In this work, several limitations appeared to investigate the effect of immobilization on structural and mechanical properties of skeletal muscle post-stroke. First, although rat models were reported to be reliable models of ischemic stroke (Fluri et al. 2015; Yamori et al. 1976) and of skeletal muscle injuries (Gregory et al. 2003; Strata et al. 2004; Ye et al. 2013), we noted some differences between rat and human skeletal muscles that could lead to inaccurate extrapolation (Gregory et al. 2003). In that respect, a similar study on patient post-stroke should be developed as well as other studies with other animals commonly used in skeletal muscles studies such as rabbit (Böl et al. 2012; Abraham et al. 2013; Wheatley et al. 2016b) and pigs (Van Loocke et al. 2008; Jalal and Zidi 2018). Furthermore, the short experimental duration of 14 days and the long half-life of myosin heavy chain (MHC) of 13 days (Leeuw and Pette 1996) induced no significant difference in muscle fiber typology that could be detected by immunohistology between groups. Other techniques as RT-PCR or electrophoresis could allow the measurement of RNA and MHC changes (Stevens et al. 1999). In addition, future studies should examine other microconstituents such as laminin (Townsend et al. 2016), different types of collagen (Urso et al. 2006; Honda et al. 2015) or PAX7+ satellite cells (Dirks et al. 2014; Kneppers et al. 2018). In this context, the degree of anisotropy change of skeletal muscle subjected to stoke and/or should be investigated. For that, an inverse finite element modeling to identify the material parameters of an anisotropic model would be necessary. It also appears interesting to follow these alterations as well as mechanical and locomotor behaviors changes during the first days after stroke.

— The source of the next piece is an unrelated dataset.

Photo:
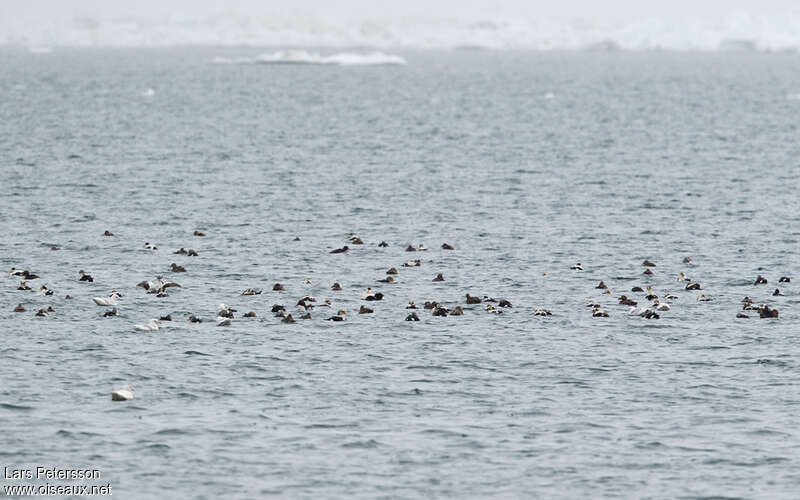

In that sense, a longitudinal study that allowed the measurements of these changes depending on immobilization duration is currently ongoing.

6 Conclusion

The characterization and modeling of skeletal muscle confirmed on a rat model of spastic myopathy that immobilization was a deleterious factor in general and particularly following stroke. The combination of stroke and immobilization of paretic forelimb led to structural and mechanical alterations of muscle immobilized in short position. The collagen densities in connective tissue, as well as the cross-sectional area of muscle fiber, were particularly impacted by immobilization. The visco-hyperelastic mechanical behavior was also affected by the pathology. Thus, injured muscle trended to become stiffer with a more linear behavior and a larger viscous component. These results in agreement with the literature data on patients with spastic paresis suggested that our model combining stroke and immobilization was a reliable model for the study of spastic myopathy post-stroke. Further studies on animal model and on human post-stroke will make it possible to better understand the evolution of the pathology during the first weeks following a stroke. The effects determined on the animal model raised the question of the patient management following a stroke. Indeed, if our findings were to be confirmed in human, it would then be essential to modify therapeutic strategies in order to prevent the immobilization of some muscle in short position and consequently to avoid the cascade of reactions within the muscle leading to spastic myopathy. To our knowledge, this was the first time that the mechanical and structural changes of skeletal muscle that had been subjected to a stroke and/or immobilization were investigated in this manner.